Ainsi, le fameux « femme au volant, mort au tournant », par exemple

Certes, l’usage de cette formule est pour le moins déclinant.

Non seulement cette phrase est fausse, et au demeurant idiote, mais désormais, prononcée dans l’entreprise par un homme en présence de femmes, elle peut, depuis le 5 août dernier entraîner sa condamnation pénale pour outrage sexiste par le tribunal de police.

De telles « réflexions » (souvent peu réfléchies), exprimées à plusieurs reprises, ou même une seule fois mais à l’unisson par un groupe d’hommes rassemblés, si elles sont seulement dégradantes, ou bien sûr humiliantes, constituent désormais le délit de harcèlement sexuel.

Il n’est pas rare qu’autour de la machine à café, une réunion de « beaufs » se mette à brocarder ainsi une jeune femme en CDD qui vient d’obtenir son permis de conduire.

Si l’employeur reçoit un signalement de la jeune femme verbal par écrit, il se doit de prendre des mesures contre les salariés concernés.

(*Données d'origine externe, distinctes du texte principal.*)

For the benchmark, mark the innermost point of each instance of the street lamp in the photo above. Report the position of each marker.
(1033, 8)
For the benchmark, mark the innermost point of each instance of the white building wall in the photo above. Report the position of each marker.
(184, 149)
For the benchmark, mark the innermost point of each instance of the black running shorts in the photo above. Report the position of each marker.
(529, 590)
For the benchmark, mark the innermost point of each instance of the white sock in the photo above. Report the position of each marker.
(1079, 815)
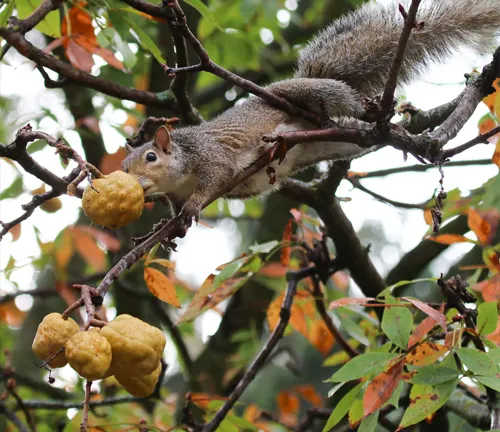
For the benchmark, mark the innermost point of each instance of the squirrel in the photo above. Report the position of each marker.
(347, 61)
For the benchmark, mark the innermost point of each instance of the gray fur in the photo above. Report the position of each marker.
(349, 59)
(359, 47)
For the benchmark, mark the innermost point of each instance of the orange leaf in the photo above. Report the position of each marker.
(449, 239)
(161, 286)
(15, 231)
(491, 98)
(287, 250)
(88, 249)
(273, 269)
(64, 250)
(320, 337)
(428, 217)
(425, 354)
(490, 288)
(381, 388)
(67, 294)
(496, 155)
(309, 393)
(425, 308)
(480, 226)
(112, 162)
(288, 407)
(347, 301)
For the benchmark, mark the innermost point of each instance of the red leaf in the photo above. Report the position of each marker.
(287, 250)
(381, 388)
(349, 301)
(425, 308)
(422, 329)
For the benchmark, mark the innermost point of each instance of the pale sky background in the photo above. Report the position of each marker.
(197, 257)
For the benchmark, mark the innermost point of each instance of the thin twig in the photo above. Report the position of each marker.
(319, 300)
(86, 403)
(357, 184)
(250, 374)
(388, 97)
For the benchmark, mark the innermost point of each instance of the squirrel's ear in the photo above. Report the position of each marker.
(162, 140)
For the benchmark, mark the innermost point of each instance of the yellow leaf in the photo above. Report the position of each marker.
(161, 286)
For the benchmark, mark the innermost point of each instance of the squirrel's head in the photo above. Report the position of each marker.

Dans le cas contraire, s’il considère qu’il ne s’agit que d’humour de la part de ces « mâles alpha », il sera poursuivi comme eux, et cette fois devant le tribunal correctionnel, et non plus seulement le tribunal de police.

Les peines y sont beaucoup plus lourdes.

Plus étonnant, et qui pourrait constituer une véritable « bouteille à l’encre », des situations seulement intimidantes, hostiles ou offensantes pour une femme sont également poursuivies sur les mêmes critères du harcèlement sexuel.

Or, on peut s’interroger sur le caractère sexuel d’une situation intimidante qui peut résulter simplement d’un excès du rapport hiérarchique de la part d’un chef de service énervé

Enfin, avis à tous les employeurs : ils doivent afficher désormais par tous moyens les textes des Articles 222-33 du Code Pénal complétés par cette loi n°2018-703 du 3 août 2018.